Banken hebben vetraging opgelopen bij de herbeoordeling van de dossiers van kwetsbare klanten met rentederivaten. De vertraging komt doordat de kwaliteit aanvankelijk te wensen overliet. Na bijsturing van de AFM is de kwaliteit nu over het algemeen voldoende. De AFM vindt dat banken verder hadden moeten en kunnen zijn.
Zes banken moeten ongeveer 17.600 rentederivaten herbeoordelen om te zien of de dienstverlening passend en zorgvuldig is geweest. Deze derivaten lopen bij 14.316 mkb-ondernemingen. Aan het eind van 2014 hadden de banken vijfenvijftig procent van de dossiers van kwetsbare klantgroepen herbeoordeeld en ongeveer vijftien procent van het totaal.
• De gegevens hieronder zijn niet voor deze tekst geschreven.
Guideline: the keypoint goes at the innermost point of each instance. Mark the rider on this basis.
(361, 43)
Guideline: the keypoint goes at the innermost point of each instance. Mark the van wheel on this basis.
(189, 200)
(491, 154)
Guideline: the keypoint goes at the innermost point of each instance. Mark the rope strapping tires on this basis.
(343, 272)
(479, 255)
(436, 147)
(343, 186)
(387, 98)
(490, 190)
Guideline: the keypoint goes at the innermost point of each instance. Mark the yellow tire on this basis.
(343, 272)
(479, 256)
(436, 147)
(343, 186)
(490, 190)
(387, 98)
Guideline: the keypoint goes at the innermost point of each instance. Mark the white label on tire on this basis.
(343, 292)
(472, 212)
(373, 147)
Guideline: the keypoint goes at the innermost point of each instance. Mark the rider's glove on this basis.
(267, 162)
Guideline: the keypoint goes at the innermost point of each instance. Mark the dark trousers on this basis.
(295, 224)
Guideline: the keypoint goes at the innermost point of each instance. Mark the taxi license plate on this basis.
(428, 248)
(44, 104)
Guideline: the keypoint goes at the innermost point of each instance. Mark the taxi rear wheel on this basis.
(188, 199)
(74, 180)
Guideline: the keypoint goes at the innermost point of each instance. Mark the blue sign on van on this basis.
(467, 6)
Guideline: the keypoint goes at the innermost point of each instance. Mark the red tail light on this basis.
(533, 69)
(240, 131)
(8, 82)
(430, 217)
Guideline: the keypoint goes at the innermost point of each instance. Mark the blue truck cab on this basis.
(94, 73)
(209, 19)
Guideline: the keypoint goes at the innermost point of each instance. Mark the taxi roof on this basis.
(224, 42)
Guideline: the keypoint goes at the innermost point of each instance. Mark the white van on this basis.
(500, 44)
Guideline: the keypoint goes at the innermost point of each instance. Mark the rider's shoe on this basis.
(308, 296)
De AFM vindt dat banken verder hadden moeten en kunnen zijn.
De AFM constateerde in eerdere onderzoeken, onder meer op basis van dossieronderzoek en gesprekken, dat sommige banken hun cliënten onvoldoende duidelijk maken dat zij bij het aanbieden van rentederivaten geen advies geven. Dit terwijl ze in de regel vaak tegelijkertijd wel adviseren over andere bankproducten. Vooral voor niet-professionele mkb-ondernemingen is het naar de mening van de AFM extra van belang dat zij kunnen rekenen op een zorgvuldige dienstverlening op het gebied van rentederivaten. Zij kunnen kwetsbaar zijn vanwege gebrek aan kennis van en ervaring met rentederivaten. Daarom heeft de AFM de banken opgeroepen om alle lopende derivaten bij het niet-professionele mkb opnieuw te beoordelen. Dit moeten ze doen aan de hand van de bestaande, wettelijke normen waarvan de AFM de belan heeft oegelicht in haar leidraad ‘aanbevelingen rentedreicatendienstverlening’. Ook moeten de banken zo nodig oplossingen bieden.
Eind 2014 zouden de banken de herbeoordeling van de dossiers van de kwetsbare klantgroepen, mkb-ondernemingen met een zogenoemde overhedge (de hoogte of looptijd van het derivaat komt niet overeen met het krediet), klanten van wie het krediet valt onder het bijzonder beheer van de banken en klanten die een complex rentederivaat hebben afgesloten, afgerond te hebben. De banken hebben deze dossiers nu in het eerste kwartaal van 2015 afgerond. Bij vijf van de zes banken is de herbeoordeling van de reguliere dossiers uiterlijk medio 2015 afgerond.
De opgelopen vertraging is grotendeels te verklaren door de verbeteringen die de betrokken banken moesten doorvoeren om de kwaliteit van de herbeoordelingen te verhogen. Uit AFM-steekproeven blijkt dat banken tot nu toe één op de vijf dossiers niet goed genoeg hebben herbeoordeeld (per peildatum 13 februari 2015). De banken hebben de herbeoordeling van diverse dossiers voor een tweede keer moeten uitvoeren of de betreffende dossiers op aanvullende aspecten moeten toetsen. De AFM heeft daar veelal op moeten aandringen. Sommige banken hebben dit (deels) op eigen initiatief gedaan. De kwaliteit van de herbeoordelingen is de afgelopen periode aanmerkelijk verbeterd en is op dit moment over het algemeen voldoende. Dit geeft het vertrouwen dat de banken de herbeoordeling op een goede wijze zullen afronden.
De AFM verwacht in de loop van 2015 de conclusies van de herbeoordelingen te rapporteren.